Garnish with a slice of lemon like a real bartender would. Add the citron vodka, blue curacao, white cranberry juice, and a dash of fresh lime juice.

Keep in mind, the iconic blue color will be more pale if you chose to do this. Take a cocktail shaker and mix elderflower liqueur, lime juice, triple sec, white cranberry juice, and vodka and shake it for about 15 seconds. Chill a martini glass or other type of bar glass. I've seen several versions of this blue lagoon (cocktail) with less curacao, so you may like to adjust that ingredient down if you prefer.But if you make it the right way, with fresh citrus and tart cranberry juice, you’ll understand why the Cosmopolitan was so popular in the first place. As the Cosmopolitan grew in popularity, it became cheaper, sweeter, more neon pink. While the phenomenon of a show skyrocketed the drink to fame, it also unintentionally caused its ruin.
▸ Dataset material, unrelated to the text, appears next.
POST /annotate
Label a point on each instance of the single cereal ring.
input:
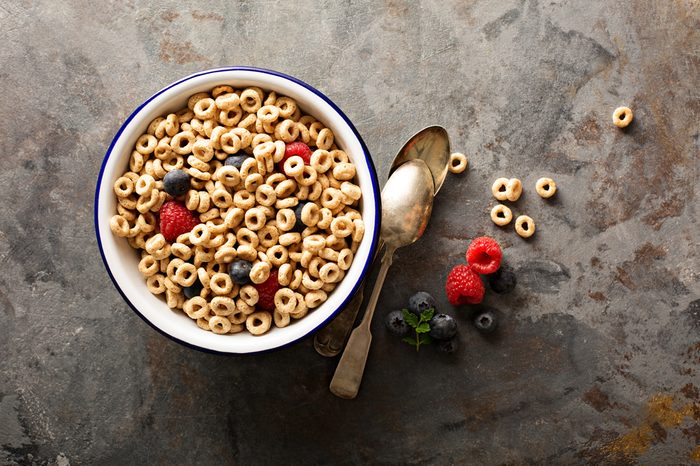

#Blue cosmopolitan drink series#
It made its debut during the second season and became a series regular after that. The pink-hued, Martini-style drink was a favorite of the characters on the show. Stir absolut citron, blue curacao, grapefruit juice, and sugar syrup in a mixing glass with ice to prevent cloudiness. It reached its height of popularity in the 1990s, when the HBO show Sex and the City was at its peak. Frost the rim of a chilled cocktail glass with sugar. to make a blue cosmo use vodka, cranberry juice (sweetened), blue curaao liqueur, lime juice (freshly squeezed) and garnish with orange zest twist shake.

The Cosmopolitan will forever be remembered as the official drink of Sex and the City. The legendary Cosmopolitan is a simple cocktail with a big history. Fill a shaker tin with ice, and add in the vodka, Cointreau, cranberry juice, and freshly squeezed lime juice. Of course, we would be remiss in neglecting to thank the four women who truly popularized the drink: Carrie, Samantha, Charlotte and Miranda. Combine the ingredients in a cocktail shaker. But cocktail geeks agree that New York’s Tony Cecchini first crafted the drink in its modern form in 1987 at The Odeon. A few bartenders claim the drink’s invention, including Neal Murray of the Cork & Cleaver in Minneapolis and Cheryl Cook of the Strand Restaurant in South Beach, Miami. Much like a night of drinking Cosmo after Cosmo, the history of the cocktail is blurry. It helped launch the cocktail revolution at the tail end of the 1990s and exposed a wider audience to the concept of craft cocktails. Whether mixologists want to admit it or not, the cocktail world is in debt to the Cosmopolitan.